A área de compras controla cinco variáveis em cada aquisição: preço, prazo de entrega, qualidade, seleção do fornecedor e conformidade com o processo. Além disso, mantém o histórico de preços e fornecedores, negocia condições de pagamento e garante que nenhum pedido seja pago sem a conferência do recebimento.

O que um gestor de compras faz no dia a dia?
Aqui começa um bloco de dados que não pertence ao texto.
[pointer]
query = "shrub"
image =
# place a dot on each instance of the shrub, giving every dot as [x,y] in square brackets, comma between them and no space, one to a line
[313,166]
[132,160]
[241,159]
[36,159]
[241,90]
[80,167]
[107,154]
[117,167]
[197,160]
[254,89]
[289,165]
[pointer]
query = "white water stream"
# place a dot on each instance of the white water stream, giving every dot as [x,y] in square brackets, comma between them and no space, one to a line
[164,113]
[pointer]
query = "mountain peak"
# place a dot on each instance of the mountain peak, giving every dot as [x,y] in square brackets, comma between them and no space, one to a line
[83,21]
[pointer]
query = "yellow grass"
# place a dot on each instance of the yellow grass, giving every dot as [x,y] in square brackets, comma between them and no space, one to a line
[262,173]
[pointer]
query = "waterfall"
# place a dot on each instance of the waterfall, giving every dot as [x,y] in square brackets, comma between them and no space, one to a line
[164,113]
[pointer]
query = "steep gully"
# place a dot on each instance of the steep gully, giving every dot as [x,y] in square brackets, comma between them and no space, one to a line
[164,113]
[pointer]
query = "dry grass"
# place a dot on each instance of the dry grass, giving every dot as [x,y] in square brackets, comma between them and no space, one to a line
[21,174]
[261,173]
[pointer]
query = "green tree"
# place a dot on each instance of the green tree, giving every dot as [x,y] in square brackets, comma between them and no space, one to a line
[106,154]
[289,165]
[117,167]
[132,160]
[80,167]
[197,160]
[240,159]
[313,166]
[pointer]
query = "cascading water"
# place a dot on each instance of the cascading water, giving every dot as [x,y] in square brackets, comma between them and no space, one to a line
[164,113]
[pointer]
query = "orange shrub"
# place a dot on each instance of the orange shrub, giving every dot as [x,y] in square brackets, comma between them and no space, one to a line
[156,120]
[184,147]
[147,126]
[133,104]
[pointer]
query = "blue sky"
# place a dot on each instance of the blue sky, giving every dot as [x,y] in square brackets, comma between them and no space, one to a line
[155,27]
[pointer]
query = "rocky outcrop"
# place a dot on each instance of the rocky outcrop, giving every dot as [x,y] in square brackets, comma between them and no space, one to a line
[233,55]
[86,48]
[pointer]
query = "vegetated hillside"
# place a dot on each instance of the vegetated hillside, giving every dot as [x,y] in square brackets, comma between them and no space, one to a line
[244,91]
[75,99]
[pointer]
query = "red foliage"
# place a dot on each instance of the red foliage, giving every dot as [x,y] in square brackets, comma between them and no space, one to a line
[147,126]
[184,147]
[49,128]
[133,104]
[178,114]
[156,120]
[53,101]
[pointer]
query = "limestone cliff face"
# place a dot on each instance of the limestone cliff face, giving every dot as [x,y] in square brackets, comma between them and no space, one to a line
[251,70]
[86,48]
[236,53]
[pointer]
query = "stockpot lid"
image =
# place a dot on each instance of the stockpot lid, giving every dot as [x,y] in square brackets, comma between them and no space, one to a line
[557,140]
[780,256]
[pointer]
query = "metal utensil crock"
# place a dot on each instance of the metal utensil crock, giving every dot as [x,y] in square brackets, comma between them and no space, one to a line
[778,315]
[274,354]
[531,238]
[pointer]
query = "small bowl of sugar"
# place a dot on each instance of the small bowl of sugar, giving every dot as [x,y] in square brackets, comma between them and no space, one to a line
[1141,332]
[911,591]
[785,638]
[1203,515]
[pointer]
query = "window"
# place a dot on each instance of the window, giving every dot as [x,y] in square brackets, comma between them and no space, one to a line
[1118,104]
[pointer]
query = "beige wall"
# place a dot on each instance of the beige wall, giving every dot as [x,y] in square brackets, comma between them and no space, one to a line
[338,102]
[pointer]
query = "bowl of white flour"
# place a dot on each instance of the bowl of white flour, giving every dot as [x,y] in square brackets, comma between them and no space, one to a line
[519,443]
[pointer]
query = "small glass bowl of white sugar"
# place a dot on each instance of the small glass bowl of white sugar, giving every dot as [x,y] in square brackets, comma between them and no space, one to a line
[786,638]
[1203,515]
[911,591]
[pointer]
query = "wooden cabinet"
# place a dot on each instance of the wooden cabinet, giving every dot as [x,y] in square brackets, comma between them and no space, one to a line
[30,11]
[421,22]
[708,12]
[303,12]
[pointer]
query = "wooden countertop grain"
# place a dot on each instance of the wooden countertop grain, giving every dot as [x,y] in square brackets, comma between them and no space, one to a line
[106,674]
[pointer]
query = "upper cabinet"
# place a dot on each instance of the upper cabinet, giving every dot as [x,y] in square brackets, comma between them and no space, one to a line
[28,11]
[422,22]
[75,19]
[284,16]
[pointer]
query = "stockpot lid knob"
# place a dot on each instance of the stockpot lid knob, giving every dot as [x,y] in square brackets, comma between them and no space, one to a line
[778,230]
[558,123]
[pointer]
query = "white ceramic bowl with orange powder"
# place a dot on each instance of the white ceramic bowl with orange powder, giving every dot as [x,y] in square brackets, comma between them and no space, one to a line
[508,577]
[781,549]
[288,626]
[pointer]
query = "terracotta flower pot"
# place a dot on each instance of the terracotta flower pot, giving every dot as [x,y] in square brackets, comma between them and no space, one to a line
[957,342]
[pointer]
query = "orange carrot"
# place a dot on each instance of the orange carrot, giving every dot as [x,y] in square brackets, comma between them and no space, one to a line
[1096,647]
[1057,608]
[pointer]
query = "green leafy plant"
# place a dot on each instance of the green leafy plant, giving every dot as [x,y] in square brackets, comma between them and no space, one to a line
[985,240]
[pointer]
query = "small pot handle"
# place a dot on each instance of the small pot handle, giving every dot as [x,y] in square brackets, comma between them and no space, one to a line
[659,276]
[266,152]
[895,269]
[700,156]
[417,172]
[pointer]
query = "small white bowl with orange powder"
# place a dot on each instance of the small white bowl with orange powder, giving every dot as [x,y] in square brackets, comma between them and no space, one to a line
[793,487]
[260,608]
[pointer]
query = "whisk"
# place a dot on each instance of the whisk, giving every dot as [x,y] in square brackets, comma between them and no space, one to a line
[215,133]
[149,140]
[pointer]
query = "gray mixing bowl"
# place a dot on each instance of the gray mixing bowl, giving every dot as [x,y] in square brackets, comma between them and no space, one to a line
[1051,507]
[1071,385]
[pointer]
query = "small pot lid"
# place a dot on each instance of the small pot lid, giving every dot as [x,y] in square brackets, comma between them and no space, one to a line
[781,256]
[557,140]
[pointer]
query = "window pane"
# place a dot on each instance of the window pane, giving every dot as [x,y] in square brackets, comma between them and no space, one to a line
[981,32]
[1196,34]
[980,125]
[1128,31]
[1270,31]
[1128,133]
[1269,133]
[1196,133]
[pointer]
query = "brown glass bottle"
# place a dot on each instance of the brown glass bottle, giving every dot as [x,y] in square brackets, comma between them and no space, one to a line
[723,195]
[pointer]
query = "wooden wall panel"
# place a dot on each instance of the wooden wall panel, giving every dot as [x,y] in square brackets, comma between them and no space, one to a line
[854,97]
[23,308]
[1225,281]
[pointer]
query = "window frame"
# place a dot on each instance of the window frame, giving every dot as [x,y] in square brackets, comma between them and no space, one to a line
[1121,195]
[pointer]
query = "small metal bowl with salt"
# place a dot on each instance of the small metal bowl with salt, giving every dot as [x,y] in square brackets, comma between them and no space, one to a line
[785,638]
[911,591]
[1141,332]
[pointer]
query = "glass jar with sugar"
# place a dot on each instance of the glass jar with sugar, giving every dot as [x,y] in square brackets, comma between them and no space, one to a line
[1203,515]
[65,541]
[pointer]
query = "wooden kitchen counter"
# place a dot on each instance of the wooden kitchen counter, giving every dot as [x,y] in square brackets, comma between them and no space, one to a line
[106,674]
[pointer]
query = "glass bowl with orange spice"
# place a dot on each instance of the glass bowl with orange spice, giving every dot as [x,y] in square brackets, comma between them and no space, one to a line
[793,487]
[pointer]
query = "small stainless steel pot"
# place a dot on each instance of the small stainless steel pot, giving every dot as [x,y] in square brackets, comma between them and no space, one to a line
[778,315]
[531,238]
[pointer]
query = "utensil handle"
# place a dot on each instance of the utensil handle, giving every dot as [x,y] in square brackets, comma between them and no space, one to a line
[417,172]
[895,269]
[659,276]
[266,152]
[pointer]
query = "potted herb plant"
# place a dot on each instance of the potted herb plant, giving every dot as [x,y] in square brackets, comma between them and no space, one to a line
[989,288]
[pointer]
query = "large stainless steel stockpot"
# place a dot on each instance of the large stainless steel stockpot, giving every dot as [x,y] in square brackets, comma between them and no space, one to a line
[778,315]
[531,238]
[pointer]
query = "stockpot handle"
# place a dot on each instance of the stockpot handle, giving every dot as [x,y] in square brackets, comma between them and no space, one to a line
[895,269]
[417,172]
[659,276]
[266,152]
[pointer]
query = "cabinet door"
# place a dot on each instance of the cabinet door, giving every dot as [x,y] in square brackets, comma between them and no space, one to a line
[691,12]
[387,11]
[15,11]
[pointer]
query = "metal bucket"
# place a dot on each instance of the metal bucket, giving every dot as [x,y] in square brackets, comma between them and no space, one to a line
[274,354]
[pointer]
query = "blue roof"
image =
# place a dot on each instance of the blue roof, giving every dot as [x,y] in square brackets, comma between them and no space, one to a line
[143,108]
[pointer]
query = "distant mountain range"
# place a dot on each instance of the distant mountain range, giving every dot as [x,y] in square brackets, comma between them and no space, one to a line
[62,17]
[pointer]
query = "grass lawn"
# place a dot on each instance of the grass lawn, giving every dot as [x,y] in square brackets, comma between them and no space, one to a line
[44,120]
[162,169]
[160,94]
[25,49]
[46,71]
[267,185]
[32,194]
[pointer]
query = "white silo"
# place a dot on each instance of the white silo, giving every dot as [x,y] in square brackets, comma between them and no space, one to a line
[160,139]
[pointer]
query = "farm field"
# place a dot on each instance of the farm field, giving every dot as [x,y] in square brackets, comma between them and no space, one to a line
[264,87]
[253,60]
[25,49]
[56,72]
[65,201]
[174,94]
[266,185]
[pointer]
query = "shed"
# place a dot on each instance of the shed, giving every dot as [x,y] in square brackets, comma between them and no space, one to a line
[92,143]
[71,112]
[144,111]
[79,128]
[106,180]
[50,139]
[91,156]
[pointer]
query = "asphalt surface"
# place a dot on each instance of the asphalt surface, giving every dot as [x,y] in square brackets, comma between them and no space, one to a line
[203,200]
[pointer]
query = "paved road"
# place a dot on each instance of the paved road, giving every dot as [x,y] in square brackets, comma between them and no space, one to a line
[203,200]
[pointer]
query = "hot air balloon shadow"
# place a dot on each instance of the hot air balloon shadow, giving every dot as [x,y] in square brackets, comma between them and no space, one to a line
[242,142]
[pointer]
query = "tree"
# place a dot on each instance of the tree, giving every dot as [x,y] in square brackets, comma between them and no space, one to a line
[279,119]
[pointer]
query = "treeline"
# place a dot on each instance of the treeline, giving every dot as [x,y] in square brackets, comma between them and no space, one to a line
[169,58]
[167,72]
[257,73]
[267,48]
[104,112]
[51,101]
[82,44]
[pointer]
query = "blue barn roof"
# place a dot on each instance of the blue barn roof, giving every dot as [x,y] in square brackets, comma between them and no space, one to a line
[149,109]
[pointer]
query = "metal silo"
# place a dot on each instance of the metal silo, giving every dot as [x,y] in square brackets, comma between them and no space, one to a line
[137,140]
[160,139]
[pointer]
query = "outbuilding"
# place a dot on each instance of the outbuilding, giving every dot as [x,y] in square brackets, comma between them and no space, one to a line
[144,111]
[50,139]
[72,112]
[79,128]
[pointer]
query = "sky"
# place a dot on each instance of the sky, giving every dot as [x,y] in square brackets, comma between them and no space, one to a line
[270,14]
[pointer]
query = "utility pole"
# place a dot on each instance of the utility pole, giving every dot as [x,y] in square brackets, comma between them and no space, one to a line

Recebe e analisa requisições de compra, solicita cotações a fornecedores, compara propostas, encaminha aprovações conforme as alçadas definidas, emite ordens de compra, acompanha prazos de entrega, confere o recebimento e libera o pagamento. Também mantém o cadastro de fornecedores e acompanha indicadores como saving, prazo médio de entrega e conformidade no recebimento.

Fontes e referências

  1. CSCMP — Council of Supply Chain Management Professionals. Supply Chain Management Terms and Glossary. Publicação institucional com definições de procurement e purchasing.
  2. Sebrae. Gestão de compras e fornecedores: orientações para pequenas e médias empresas. Portal Sebrae.